Fighting Walleye Win the Battle, North Stars Win the War

Fighting Walleye Joe McCollum (77) snaps the overtime winner over a sprawled Jacob Stone (30).

December 5, 2020

By Gary Moskalyk, Special to the SIJHL.

Bill Mosienko would be proud.

The Thunder Bay North Stars scored three goals in 25 seconds to tie up the score 5-5 in the third, but Joe McCollum scored with 1.2 seconds left in overtime to give the Kam River Fighting Walleye a 6-5 overtime win.

Walleye goaltender Eric Vanska faced seven shots North Stars shots in the overtime–54 in all–to secure the win. Jacob Stone stopped 29 of 35 in a losing effort.

McCollum was wearing the team cowboy hat and carrying a foam walleye under his arm as game MVP, but Vanska was stellar all evening, especially in the overtime session.

“Great game to watch, eh?,” said McCollum. “I love that. Saturday night. 1.2 seconds left? Wow! That works I guess. Good little push by them (North Stars to score three quick ones). I know most of them. Pretty much all of them except the guys they got from out of town.

“I was just happy we could pull that off,” he continued. “It was close there at the end. They had a good push. The boys showed up there at the end even better than (Thunder Bay) were showing. We bore down in the last period and pulled it off.”

For the record, Mosienko scored three goals in 21 seconds in 1952 for the Chicago Blackhawks, setting the NHL standard for fastest three goals by a player.

Kyle Swerhun went shelf glove side on North Stars goalie Jacob Stone to give the Walleye a 1-0 lead.

Christian Veneruzzo made it 2-0 firing a loose puck through Stone’s legs at 2:23 of the  second.
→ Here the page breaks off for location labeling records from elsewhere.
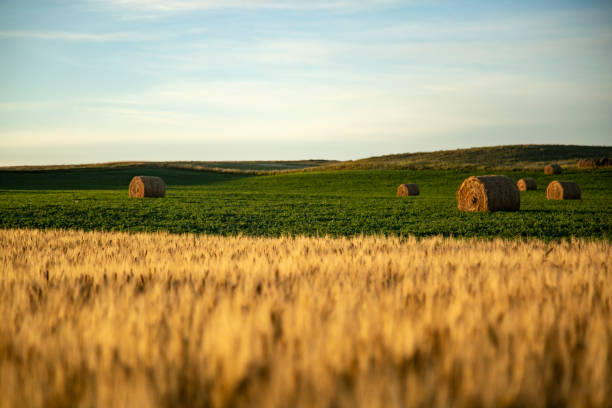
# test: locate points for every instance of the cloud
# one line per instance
(192, 5)
(73, 36)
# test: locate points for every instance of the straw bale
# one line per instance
(407, 190)
(563, 190)
(594, 163)
(147, 186)
(525, 184)
(488, 193)
(552, 168)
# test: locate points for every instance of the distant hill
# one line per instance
(254, 167)
(478, 158)
(496, 157)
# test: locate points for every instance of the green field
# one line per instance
(311, 203)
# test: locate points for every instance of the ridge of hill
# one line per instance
(508, 157)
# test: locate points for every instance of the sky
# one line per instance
(111, 80)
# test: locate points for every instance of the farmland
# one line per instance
(312, 287)
(338, 203)
(115, 319)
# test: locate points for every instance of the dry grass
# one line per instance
(110, 319)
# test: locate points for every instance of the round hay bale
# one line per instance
(526, 184)
(563, 190)
(587, 163)
(488, 193)
(552, 168)
(147, 186)
(407, 189)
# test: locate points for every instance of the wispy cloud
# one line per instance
(73, 36)
(191, 5)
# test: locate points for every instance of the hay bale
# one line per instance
(407, 189)
(594, 163)
(552, 168)
(563, 190)
(147, 186)
(488, 193)
(526, 184)
(587, 163)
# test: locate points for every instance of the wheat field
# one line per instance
(147, 320)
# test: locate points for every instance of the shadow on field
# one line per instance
(106, 178)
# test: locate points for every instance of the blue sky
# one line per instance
(108, 80)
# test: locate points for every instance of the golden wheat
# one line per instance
(113, 319)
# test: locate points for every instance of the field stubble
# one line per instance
(115, 319)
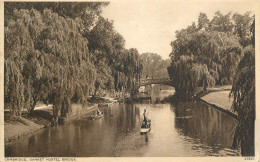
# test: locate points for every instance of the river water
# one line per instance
(186, 129)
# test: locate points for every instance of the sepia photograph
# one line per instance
(129, 79)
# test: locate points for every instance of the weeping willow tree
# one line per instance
(214, 48)
(48, 61)
(59, 52)
(243, 91)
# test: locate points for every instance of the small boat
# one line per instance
(95, 116)
(145, 128)
(104, 104)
Leeam Tivers connected for Thunder Bay and McCollum for Kam River to round out the scoring in the middle frame.

Jacob Anttonen narrowed the lead, but Carson Gorst and Alex Enegren’s shorthanded marker at 9:44 had the Walleye up by three.

Cue the barrage.

Michael Stubbs scored at 10:06, Tivers at 10:20 and Stubbs again at 10:31 to tie the game.

With the game knotted at 5-all both goalies held steady until McCollum’s heroics.
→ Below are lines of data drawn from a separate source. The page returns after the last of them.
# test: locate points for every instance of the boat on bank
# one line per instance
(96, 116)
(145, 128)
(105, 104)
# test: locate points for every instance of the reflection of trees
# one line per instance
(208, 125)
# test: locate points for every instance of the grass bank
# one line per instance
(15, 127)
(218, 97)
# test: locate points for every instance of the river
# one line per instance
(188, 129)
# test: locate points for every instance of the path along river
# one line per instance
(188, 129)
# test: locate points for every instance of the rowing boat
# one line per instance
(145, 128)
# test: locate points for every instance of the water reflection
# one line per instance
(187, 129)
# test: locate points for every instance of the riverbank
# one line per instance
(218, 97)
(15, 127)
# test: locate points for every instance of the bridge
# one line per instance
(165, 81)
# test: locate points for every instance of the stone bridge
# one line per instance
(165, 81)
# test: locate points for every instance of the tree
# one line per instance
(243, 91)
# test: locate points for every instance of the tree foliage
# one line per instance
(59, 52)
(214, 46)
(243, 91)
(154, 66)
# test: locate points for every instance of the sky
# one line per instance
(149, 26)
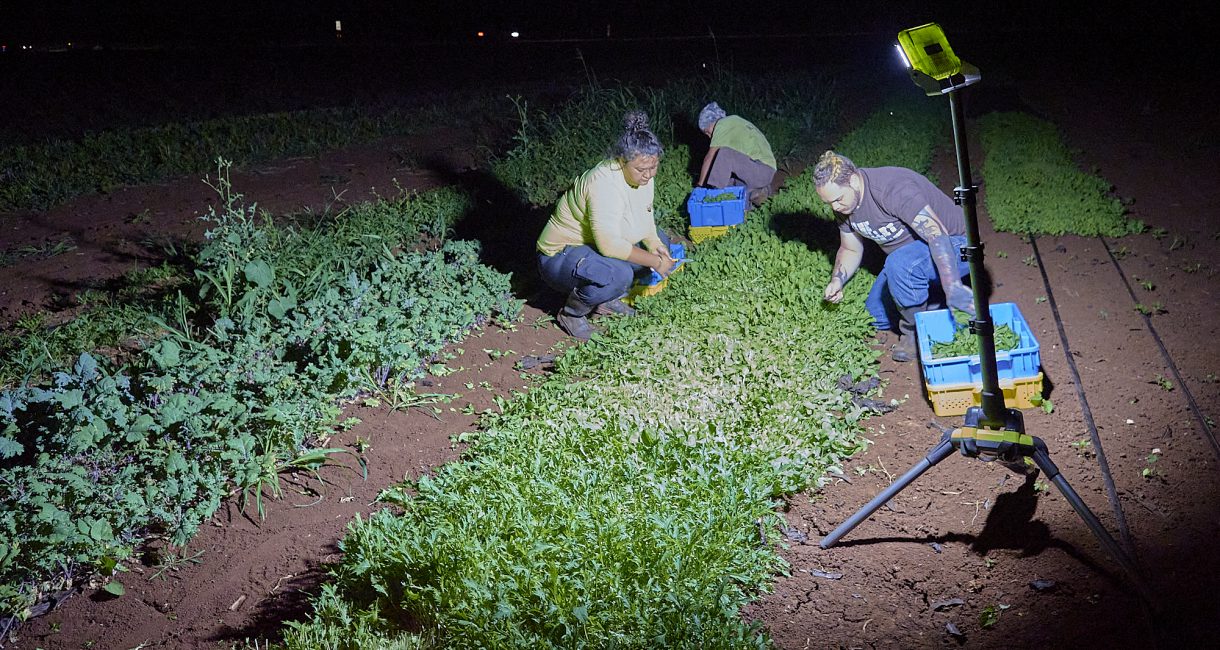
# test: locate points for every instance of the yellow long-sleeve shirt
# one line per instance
(603, 210)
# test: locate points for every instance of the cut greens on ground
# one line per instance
(619, 500)
(622, 500)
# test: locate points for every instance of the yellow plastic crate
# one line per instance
(639, 290)
(955, 399)
(700, 233)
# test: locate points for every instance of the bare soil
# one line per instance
(965, 539)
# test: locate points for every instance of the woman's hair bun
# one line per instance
(636, 120)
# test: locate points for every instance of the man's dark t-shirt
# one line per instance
(891, 199)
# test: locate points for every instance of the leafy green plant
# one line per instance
(1046, 404)
(233, 379)
(1083, 446)
(1029, 168)
(991, 614)
(1151, 470)
(965, 342)
(664, 440)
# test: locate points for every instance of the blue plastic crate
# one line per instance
(1022, 361)
(678, 253)
(716, 214)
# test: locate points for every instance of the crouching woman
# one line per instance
(602, 234)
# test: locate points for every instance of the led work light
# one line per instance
(991, 432)
(931, 61)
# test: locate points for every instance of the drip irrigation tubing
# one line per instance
(1107, 478)
(1169, 359)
“Wild doesn’t begin to describe it,” said winning coach Matt Valley. “They dominated us in the first. We got a really, really solid goaltending performance from Eric (Vanska) in the first. What a proud moment for me to see Eric stand on his head in his first junior game and hold us in it.
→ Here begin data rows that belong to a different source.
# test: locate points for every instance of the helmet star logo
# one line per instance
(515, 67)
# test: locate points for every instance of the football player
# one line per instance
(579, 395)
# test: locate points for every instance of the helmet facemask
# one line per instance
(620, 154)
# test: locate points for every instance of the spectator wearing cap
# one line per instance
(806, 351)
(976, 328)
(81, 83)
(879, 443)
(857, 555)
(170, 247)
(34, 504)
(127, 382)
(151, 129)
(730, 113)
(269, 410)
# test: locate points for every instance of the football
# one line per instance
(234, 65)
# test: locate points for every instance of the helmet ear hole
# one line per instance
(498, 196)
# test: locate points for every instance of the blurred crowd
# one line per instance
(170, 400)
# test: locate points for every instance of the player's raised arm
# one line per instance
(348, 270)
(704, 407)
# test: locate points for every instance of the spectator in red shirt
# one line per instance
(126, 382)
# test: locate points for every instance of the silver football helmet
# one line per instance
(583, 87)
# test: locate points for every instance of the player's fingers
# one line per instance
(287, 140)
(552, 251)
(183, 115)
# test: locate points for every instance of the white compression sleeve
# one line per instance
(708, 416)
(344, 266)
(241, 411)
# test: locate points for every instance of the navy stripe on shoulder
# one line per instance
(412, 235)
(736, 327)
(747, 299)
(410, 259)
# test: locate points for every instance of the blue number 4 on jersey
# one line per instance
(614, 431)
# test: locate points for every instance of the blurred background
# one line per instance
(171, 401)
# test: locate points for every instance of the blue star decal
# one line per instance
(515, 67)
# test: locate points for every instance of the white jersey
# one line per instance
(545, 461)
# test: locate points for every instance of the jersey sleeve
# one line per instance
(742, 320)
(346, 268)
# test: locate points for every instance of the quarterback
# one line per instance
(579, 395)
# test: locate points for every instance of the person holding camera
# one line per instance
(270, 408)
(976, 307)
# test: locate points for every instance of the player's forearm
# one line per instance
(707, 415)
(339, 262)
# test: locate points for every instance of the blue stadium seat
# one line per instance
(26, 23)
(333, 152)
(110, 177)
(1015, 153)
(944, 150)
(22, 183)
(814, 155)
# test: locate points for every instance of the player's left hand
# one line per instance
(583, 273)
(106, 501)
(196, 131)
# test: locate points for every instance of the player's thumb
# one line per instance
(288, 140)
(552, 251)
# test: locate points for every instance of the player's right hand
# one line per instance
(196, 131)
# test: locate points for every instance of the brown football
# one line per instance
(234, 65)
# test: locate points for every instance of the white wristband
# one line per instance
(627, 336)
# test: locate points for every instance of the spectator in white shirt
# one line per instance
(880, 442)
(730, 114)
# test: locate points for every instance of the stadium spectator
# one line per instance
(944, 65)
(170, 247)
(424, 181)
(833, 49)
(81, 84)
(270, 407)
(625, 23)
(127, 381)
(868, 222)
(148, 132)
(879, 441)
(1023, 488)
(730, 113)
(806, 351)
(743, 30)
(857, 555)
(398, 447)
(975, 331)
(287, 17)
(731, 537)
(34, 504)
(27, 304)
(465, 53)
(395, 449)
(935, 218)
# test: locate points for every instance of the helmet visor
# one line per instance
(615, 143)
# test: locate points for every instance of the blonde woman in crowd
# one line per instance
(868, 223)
“We responded in the second and the first half of the third,” he continued. “And then, sure as heck, (Thunder Bay) poured it on, too. They came flying. That’s a good skilled team. . . Seemed like an eternity, honestly. I’m thinking of calling a time out, maybe, maybe not. Just proud of the guys.”

The Walleye took six of the eight available regular season points. However, by virtue of four exhibition game wins, and three points in four regulation games, the North Stars won the inaugural Teleco cup 7 points to 6.

“As much as this Teleco Cup is something I’m really looking forward to every year at the end of the day for us season standings mean more to our team, especially our young team, with a shortened season where points are so huge,” added Valley.

Tivers had a three point night for Thunder Bay, as did Enegren and Veneruzzo for Kam River.

“We played a great first period,” said North Stars head coach Rob DeGagne. “We played okay in the second. We had a decent third. I think that we got beat a goaltender tonight. I think their goalie played really good. Two games in this series a goalie won the game for them. . . We have to get the timely save. It’s not like we didn’t work hard. What did we have, 60 shots or whatever it was? We played pretty decent. We just fell a little bit short.”